Ah, just realised - it needs planting in a this possible?

04/06/2013 at 21:54

My experience with pyracantha is that it has exactly as many thorns as leaves, and pretty much grows as a tree. I've got one woven into a trellis but it's not really paying attention to where I want it to be. It just grows. Definitely a good anti-climber plant.

Neighbour has winter jasmine growing up the wall and a trellis on top of the wall and trailing down on the public side ... two feet thick. Fortunately, it's a wide path. That's not really a climber, either, just a bush that tends to be taller if it has somewhere to rest on the way up.

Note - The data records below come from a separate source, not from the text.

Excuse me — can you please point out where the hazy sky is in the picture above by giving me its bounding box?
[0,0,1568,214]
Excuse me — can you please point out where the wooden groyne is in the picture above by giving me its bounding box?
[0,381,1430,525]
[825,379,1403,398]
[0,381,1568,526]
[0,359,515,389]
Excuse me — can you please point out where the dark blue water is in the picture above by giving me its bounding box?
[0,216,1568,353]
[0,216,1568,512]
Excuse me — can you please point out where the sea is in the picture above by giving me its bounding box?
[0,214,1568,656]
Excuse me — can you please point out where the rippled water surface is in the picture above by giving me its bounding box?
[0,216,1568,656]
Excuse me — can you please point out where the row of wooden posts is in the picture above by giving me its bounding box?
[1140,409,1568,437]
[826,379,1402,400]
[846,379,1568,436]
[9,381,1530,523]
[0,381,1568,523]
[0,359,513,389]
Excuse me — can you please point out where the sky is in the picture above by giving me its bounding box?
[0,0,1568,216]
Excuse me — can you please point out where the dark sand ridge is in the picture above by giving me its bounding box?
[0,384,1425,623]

Honeysuckle Lonicera and Chocolate Vine Akebia Quinata would be my first suggestions, because my experience of clematis is that they have a 12-month half-life. Of the two, Honeysuckle definitely favours the sunny side, so if you've got a south-facing fence there you'll probably be looking at the leafless inner branches while the public get the display. You could probably beat this by having fence panels on the public side and trellis on your side. ChocVin's a bit more inclined to just grow in all directions, but really likes being sunlit.

I've got "climbing" roses too, but attempts to get them to branch out into big fans of climbing roses merely caused the root stock to grow past the grafted climber. Turns out the root stock produces gorgeous flowers, so I'm letting it do that. Again, though, it's not really doing the trellis thing.

If it's a long fence, I'd suggest putting purple and white varieties of Akebia and a few of Lonicera along it, pruning them each spring for a few years to get them to spread out and then letting them mingle on the trellis. It'll be a few years before you get really good cover, but you should get a charming mix of foliage and flowers and loads of hoverflies, your very own anti-aphid air cavalry! A little layering will spread each plant both ways, to give you a more thorough mixture.

Just beware with the Lonicera that not all of them are climbers. Some are shrubs and some are best grown as hedges. I don't know, personally, because it might not like our winters down here in the frost hollow, but if you get the trellis filled with other climbers it should cope with growing up through them.

Having typed all that I read the rest of their list and hit Wisteria at the bottom. Hmm. Well, you'd certainly get some privacy with one of those 8m high and 8m wide but you might need planning permission for that trellis. O.o

If you like it riotous, the mixed honeysuckles and chocolate vines with berberidopsis to follow once they provide shelter. If you like it neat and simple, just one or two kinds of wisteria.

04/06/2013 at 23:53

Akebia and Lonicera are good suggestions but bear in mind most Honeysuckles are deciduous - the evergreen ones are Loniceras Henryi, Halliana and Giraldii.

05/06/2013 at 10:47

Thanks both of you. I am just looking to make a 'wall' to separate a raised deck area and a patio area. There is a small fence at the moment. It would need to be fairly narrow. It would be in full sun morning to evening (lucky aren't I?). I still fancy berries - any comments about cotoneaster horizontalis, would it be ok in a pot and would it grow quickly? Thanks.

19/06/2013 at 02:08

you could fan train a evergreen ceanothus over it - fairly quick growing, blue flowers in spring/summer followed by black berries . Ask at nursery for advice on the best one.

19/06/2013 at 03:33


16/11/2014 at 13:26
Hi folks ???? I have a rectangle patio. It's hard paved wall to wall
on all four sides. From sunrise to sunset there is some area of wall
exposed to sunlight. I would be grateful for any and all advice given. All plants would be from pots/containers. ????